Dapat dimaklumi kalau mereka menyampaikan pemikiran yang berbeda dengan pemerintah. Bagaimanapun Indonesia masih diliputi suasana duka. Menurut BNPB, hampir 2.000 orang korban jiwa yang sudah ditemukan. Di samping itu, berbagai kerusakan bangunan dan infrastruktur penting di berbagai wilayah yang terdampak gempa Donggala dan tsunami Palu.
Walaupun demikian, Indonesia adalah negara dan bangsa yang besar. Meskipun sedang sibuk melakukan recovery pasca bencana, pertemuan IMF - WB yang sudah diputuskan pada tahun 2015 akan diadakan di Indonesia, tidak perlu harus dihentikan. Selain persiapan yang dilakukan hingga terjadinya gempa dan tsunami sudah matang, membatalkan atau menunda pertemuan itu dapat menimbulkan anggapan pemerintah tidak memiliki kemampuan manajerial, khususnya dalam manajemen krisis. Dampaknya, tentu saja pengusaha dan investor asing akan khawatir masuk ke Indonesia.

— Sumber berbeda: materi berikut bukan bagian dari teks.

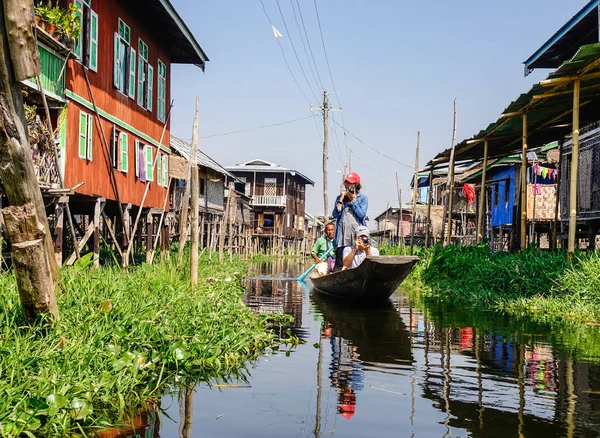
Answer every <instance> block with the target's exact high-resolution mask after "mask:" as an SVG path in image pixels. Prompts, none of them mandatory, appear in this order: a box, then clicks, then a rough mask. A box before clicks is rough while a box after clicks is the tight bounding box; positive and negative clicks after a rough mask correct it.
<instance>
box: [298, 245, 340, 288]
mask: <svg viewBox="0 0 600 438" xmlns="http://www.w3.org/2000/svg"><path fill="white" fill-rule="evenodd" d="M331 251H333V246H332V247H331V248H329V249H328V250H327V252H326V253H325V254H323V255H322V256H321V257H320V260H325V259H326V258H327V256H328V255H329V253H331ZM315 266H317V264H316V263H313V265H312V266H311V267H310V268H308V269H307V271H306V272H305V273H304V274H302V275H301V276H300V277H298V281H304V279H305V278H306V276H307V275H308V274H310V271H312V270H313V269H315Z"/></svg>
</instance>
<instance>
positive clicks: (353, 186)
mask: <svg viewBox="0 0 600 438" xmlns="http://www.w3.org/2000/svg"><path fill="white" fill-rule="evenodd" d="M361 188H362V186H361V184H360V176H359V175H358V173H356V172H350V173H349V174H348V175H346V177H345V178H344V190H342V192H341V193H340V195H339V196H338V197H337V198H336V199H335V206H334V207H333V212H332V215H333V217H334V218H335V219H336V227H335V237H334V242H335V269H334V270H335V271H339V270H341V269H342V267H343V264H342V261H343V259H344V256H343V254H344V250H345V248H348V249H349V250H350V248H351V247H352V246H353V245H354V242H355V234H356V230H357V229H358V227H359V226H364V227H365V228H366V225H367V223H366V221H365V218H366V216H367V208H368V206H369V200H368V198H367V196H366V195H364V194H362V193H361V192H360V189H361ZM367 232H368V229H367Z"/></svg>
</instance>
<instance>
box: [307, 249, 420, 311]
mask: <svg viewBox="0 0 600 438" xmlns="http://www.w3.org/2000/svg"><path fill="white" fill-rule="evenodd" d="M418 260H419V258H418V257H399V256H372V257H367V258H366V259H365V260H364V261H363V262H362V263H361V264H360V266H359V267H358V268H352V269H345V270H343V271H340V272H334V273H332V274H329V275H324V276H322V277H319V276H318V275H317V274H316V272H313V274H312V275H311V277H310V278H311V280H312V283H313V286H314V288H315V290H316V291H317V292H321V293H324V294H327V295H332V296H335V297H337V298H342V299H345V300H348V301H362V302H371V303H374V302H381V301H385V300H387V299H388V298H389V297H390V295H392V294H393V293H394V292H395V291H396V289H398V286H399V285H400V283H402V281H403V280H404V279H405V278H406V277H407V276H408V274H410V271H411V270H412V268H413V266H414V265H415V263H417V261H418Z"/></svg>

Capaian Estafet Kepemimpinan
Pelaksanaan pertemuan IMF - WB adalah salah satu hasil dari estafet kepemimpinan yang berhasil. Sebagaimana disampaikan oleh Chatib Basri, Menteri Keuangan era pemerintahan Soesilo Bambang Yudhoyono (SBY), pengajuan Indonesia sebagai tuan rumah pertemuan disampaikan pada tahun 2014, ketika SBY menjabat sebagai presiden. Setelah presiden dijabat Joko Widodo (Jokowi) harapan tersebut kemudian ditindaklanjuti, hingga kemudian mendapat persetujuan dari para pemangku kepentingan tahun 2015.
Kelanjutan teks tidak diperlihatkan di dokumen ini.